Hermann Roesler. Dokumente zu seinem Leben und Werk, hg. v. Bartels-Ishikawa, Anna (= Schriften zur Rechtsgeschichte 136). Duncker & Humblot, Berlin 2007. IV, 191 S. Besprochen von Beate Ritzke.
Hermann Roesler
– muss man den kennen? Ohne Frage gehört der 1834 geborene, spätere Professor
für Staatswissenschaften an der Universität Rostock nicht zu den bis heute
bekanntesten Vertretern seines Fachs. Ebenfalls ohne Frage anzuerkennen sind
aber seine Leistungen, die er sowohl auf dem Gebiet der Kritik des ökonomischen
Smithianismus als auf dem des sozialen Verwaltungsrechts vollbracht hat. Dies
hat dazu geführt, dass Roesler innerhalb der letzten Jahrzehnte immer wieder
beachtet wurde, so insbesondere in der 1969 erschienen Habilitationsschrift des
Theologen Anton Rauscher, Die soziale Rechtsidee und
die Überwindung des wirtschaftsliberalen Denkens sowie im zweiten Band von Michael
Stolleis’ Geschichte des öffentlichen Rechts in Deutschland von 1992.
Anna Bartels-Ishikawa reiht sich nun in die kleine Schar
derer ein, die sich intensiv mit Roesler auseinandersetzen. Wie der Titel des
Werkes schon andeutet, will es den Zugang zu den im Archiv des S. J.-House in
Tokyo aufbewahrten Originaldokumenten, die einen Bezug zu Roeslers Leben und
Werk besitzen, ermöglichen. Gleichwohl erschöpft sich das Buch nicht in einer
Materialsammlung. In ihrem ersten Kapitel gibt Bartels-Ishikawa einen Überblick
über die Geschichte des Archivs des S. J. House und die dort aufbewahrten,
weitestgehend unveröffentlichten Primärquellen. Das zweite Kapitel widmet sie
der Biographie Roeslers. Hier gelingt es ihr durch die Zusammenführung der privaten
Briefe und Notizen Roeslers und seiner Familie dessen Leben bis zur Abreise
nach Japan detailreich nachzuzeichnen. Ein wenig Schade ist allerdings, dass
Bartels-Ishikawa nicht auch die Originalakten über Roesler, die in den Archiven
der Universitäten Erlangen, Tübingen und Rostock vorhanden sind, hinzugezogen
hat, sondern an den entsprechenden Stellen auf Rauscher verweist.

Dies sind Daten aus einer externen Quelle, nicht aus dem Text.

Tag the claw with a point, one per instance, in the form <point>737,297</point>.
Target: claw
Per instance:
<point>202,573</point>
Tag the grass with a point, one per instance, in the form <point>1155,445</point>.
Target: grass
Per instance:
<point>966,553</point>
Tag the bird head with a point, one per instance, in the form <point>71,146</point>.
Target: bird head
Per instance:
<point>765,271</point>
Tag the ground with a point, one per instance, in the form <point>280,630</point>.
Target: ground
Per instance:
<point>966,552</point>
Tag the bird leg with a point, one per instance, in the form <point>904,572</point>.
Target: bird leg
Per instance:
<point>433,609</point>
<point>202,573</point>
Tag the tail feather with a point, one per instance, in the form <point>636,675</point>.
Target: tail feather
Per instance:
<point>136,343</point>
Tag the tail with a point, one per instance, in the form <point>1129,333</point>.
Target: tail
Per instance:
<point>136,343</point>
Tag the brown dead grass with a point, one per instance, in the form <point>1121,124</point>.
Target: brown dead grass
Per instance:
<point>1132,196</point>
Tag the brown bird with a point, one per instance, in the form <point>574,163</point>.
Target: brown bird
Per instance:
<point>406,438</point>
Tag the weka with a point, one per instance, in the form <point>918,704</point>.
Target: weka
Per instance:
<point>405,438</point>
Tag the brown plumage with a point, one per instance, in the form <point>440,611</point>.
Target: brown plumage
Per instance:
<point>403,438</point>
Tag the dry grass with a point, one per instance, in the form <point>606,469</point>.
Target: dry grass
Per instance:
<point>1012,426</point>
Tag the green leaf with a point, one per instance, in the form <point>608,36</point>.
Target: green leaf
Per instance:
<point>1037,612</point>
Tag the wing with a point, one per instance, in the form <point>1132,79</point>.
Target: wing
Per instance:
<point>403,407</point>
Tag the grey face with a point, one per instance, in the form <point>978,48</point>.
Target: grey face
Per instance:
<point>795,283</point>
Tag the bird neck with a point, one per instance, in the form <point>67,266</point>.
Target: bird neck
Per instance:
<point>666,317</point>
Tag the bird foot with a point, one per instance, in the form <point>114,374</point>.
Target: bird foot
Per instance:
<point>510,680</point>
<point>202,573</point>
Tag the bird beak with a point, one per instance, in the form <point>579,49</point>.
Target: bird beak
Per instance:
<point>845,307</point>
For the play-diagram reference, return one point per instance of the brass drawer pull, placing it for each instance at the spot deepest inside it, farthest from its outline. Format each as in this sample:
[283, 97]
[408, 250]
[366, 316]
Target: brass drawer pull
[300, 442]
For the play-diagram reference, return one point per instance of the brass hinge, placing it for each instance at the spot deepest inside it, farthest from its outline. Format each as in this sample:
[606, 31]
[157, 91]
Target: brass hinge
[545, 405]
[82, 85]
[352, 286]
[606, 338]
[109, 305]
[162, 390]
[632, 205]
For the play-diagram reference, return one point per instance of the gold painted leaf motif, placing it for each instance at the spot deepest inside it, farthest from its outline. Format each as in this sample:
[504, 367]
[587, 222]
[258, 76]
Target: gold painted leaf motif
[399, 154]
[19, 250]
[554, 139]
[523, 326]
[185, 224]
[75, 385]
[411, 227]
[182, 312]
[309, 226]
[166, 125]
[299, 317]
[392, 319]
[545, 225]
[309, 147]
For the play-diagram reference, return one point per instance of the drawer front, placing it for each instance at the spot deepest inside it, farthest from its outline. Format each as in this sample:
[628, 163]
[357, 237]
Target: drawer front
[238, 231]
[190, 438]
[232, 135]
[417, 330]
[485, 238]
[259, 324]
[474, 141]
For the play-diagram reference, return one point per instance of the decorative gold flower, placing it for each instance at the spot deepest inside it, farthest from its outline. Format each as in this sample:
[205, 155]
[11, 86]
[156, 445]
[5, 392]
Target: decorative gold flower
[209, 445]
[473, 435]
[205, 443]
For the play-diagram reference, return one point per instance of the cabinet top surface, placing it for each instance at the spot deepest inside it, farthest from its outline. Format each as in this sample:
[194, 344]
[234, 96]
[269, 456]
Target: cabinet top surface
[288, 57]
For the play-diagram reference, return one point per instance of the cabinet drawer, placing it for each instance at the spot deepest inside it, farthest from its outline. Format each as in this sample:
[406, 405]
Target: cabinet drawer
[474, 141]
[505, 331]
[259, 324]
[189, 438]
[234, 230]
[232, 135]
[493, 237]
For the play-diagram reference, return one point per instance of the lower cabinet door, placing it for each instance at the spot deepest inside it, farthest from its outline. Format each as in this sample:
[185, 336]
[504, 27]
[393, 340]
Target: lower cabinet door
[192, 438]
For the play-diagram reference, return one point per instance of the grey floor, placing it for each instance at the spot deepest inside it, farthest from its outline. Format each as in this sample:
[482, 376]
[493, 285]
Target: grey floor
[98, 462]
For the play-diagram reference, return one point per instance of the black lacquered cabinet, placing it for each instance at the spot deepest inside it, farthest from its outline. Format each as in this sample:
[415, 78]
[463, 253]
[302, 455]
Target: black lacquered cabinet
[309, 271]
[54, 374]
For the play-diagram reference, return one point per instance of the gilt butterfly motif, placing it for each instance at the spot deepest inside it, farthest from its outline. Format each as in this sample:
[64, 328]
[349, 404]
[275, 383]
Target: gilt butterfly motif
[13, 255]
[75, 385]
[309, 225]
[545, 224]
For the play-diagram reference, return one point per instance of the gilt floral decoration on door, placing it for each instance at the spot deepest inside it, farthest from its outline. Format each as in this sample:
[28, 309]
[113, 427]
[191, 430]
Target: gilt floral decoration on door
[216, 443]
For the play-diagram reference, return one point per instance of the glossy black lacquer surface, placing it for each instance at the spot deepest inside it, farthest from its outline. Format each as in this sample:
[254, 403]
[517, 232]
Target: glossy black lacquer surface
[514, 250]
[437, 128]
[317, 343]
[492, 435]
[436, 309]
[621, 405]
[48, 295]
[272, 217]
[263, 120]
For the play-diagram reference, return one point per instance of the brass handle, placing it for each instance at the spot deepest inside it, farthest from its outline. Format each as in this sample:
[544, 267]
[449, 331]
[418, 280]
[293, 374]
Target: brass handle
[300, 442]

Die
Verwendung der Akten hätte das Werk noch authentischer wirken lassen. Neben dem
Leben stellt Bartels-Ishikawa auch einige in Deutschland verfasste Werke und
deren Aufnahme in den Fachkreisen vor. Den Schwerpunkt legt sie dabei auf Das
soziale Verwaltungsrecht, den ersten Band von Roeslers unvollendet gebliebenem
Lehrbuch des deutschen Verwaltungsrechts. Es gelingt ihr auf wenigen Seiten,
unter anderem dessen wesentliche Inhalte und Ziele kurz zu skizzieren sowie einen
guten Überblick über die wichtigsten Absichten und Grundpositionen Roeslers
sowie seine Methode zu geben. Nicht ganz zuzustimmen ist allerdings der
Aussage, dass Roesler nicht zwischen Privatrecht und öffentlichem Recht
differenziert habe (S. 43f.). Für Roesler ist nämlich nicht diese
Unterscheidung die wesentliche, sondern die zwischen dem Privatrecht und dem
sozialen Verwaltungsrecht. Da Roesler von einer prinzipiellen Trennung dieser
beiden Rechtsgebiete ausgeht und er das soziale Verwaltungsrecht dem
öffentlichen Recht zuordnet, differenziert er letztlich auch zwischen dem
öffentlichen Recht und dem Privatrecht. Bei der Einordnung der verschiedenen
Gegenstände in den Bereich des sozialen Verwaltungsrechts oder in den des
Privatrechts erscheint Roeslers Vorgehen mangels eindeutiger, allgemeiner
Zuordnungskriterien nicht immer nachvollziehbar und führt bisweilen zu
unerwarteten und ungewohnten Ergebnissen. So kann ihm der Vorwurf gemacht
werden, er vermenge im sozialen Verwaltungsrecht u. a. öffentlich-rechtliche
und privatrechtliche Materien. Ebenso ausführlich wie Bartels-Ishikawa das
Leben und Schaffen Roeslers in Deutschland darstellt, widmet sie sich auch dem
Zeitabschnitt, den Roesler in Japan zugebracht hat. Sie schreibt sowohl über
den privaten als auch den beruflichen Alltag Roeslers. Mit einiger
Ausführlichkeit geht sie auf seinen Beitrag zum japanischen Handelsgesetzbuch
wie seinen Einfluss auf die Meiji-Verfassung ein. Zum Abschluss des Kapitels
fasst sie die wesentlichen Ergebnisse ihrer Arbeit zusammen. Das Herzstück des
Buches bildet jedoch nicht der biographische Teil, sondern die zum größten Teil
erstmalige Veröffentlichung der Originaldokumente von und über Hermann Roesler.
Diese privaten Aufzeichnungen lassen das - zwar durch die Biographie schon
bekannte - Bild Roeslers als Mensch, seine persönlichen und familiären
Hintergründe und Beweggründe noch einmal wesentlich facettenreicher entstehen.
Die von Anna Bartels-Ishikawa zusammengetragenen Dokumente besitzen einen nicht
unerheblichen Wert.
Anna Bartels-Ishikawa hat eine Arbeit vorgelegt, die
vielleicht nicht das breite Publikum als Leserkreis gewinnen wird – dazu ist
Roesler nach wie vor zu unbekannt. Für den interessierten Forscher ist es
jedoch von hohem Wert – und genau dies ist ja auch die Absicht der Verfasserin.